According to advocates against the tariff, the effect of a 100% tariff could be detrimental to almost everyone involved in the wine industry.  The three-tiered wine selling process in America means tariffs affect people at every level of the supply chain. Producers (winemakers and importers) can’t sell directly to retailers, but instead sell to distributors, who then sell to retailers, who sell to consumers.



The effect on importers should be obvious. They will have to pay increased tariff fees to import European wines, and will most likely have to raise prices to afford to do so. However, many distributors will also have to absorb that impact, because they make up their portfolios of wines by combining both domestic and international products. That means they either won’t be able to afford to take on European wines, or will have to sell them at a higher price. A tertiary result of distributors losing out on European wines is that they might also have to sell their domestic products also at a higher price, to make up for the loss. This could all result in the closure of small business importers and distributors, who rely on EU wines to make up their stock.

Consumers will also suffer due to higher prices. However, this isn’t a zero-sum game. A person who enjoys Burgundy reds isn’t automatically going to switch to Washington State Pinot Noirs. The matter of taste, while seeming superficial, could drive consumers, especially those just starting to learn about and enjoy wine, away from wine in general if they are unable to find the wines they like. The wine-industry has experienced growth since the 1990s, but the rising prices and decreased selection caused by a 100% tariff could lead to a major dip in wine sales. 2019 already marked the first decrease in wine consumption in the U.S. since the early nineties, although it is unlikely that the 25% tariffs imposed in October had much to do with it.

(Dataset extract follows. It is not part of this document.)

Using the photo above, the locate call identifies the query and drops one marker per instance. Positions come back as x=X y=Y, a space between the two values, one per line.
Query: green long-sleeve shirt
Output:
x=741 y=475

The aim of the tariffs is to hurt the EU wine industry and ultimately force EU lawmakers into coming to the negotiating table, but with ever-expanding markets in Asia, some analysts believe the tariffs will not have the desired effect. Analysts predict EU winemakers will simply switch their focus to those expanding Asian markets, where the history and quality of their wines make them very popular. The EU has also said it will respond with retaliatory tariffs should the 100% tariff be imposed, further hurting American exporters and winemakers with markets in the EU. It’s not a pretty picture.

The 100% tariffs are yet to be put in place, and they may only be a scare tactic, but people are bracing for impact should the tariffs be approved. Given the nature of this trigger-happy, spur-of-the-moment nature of the current administration, there is no telling what the future might hold.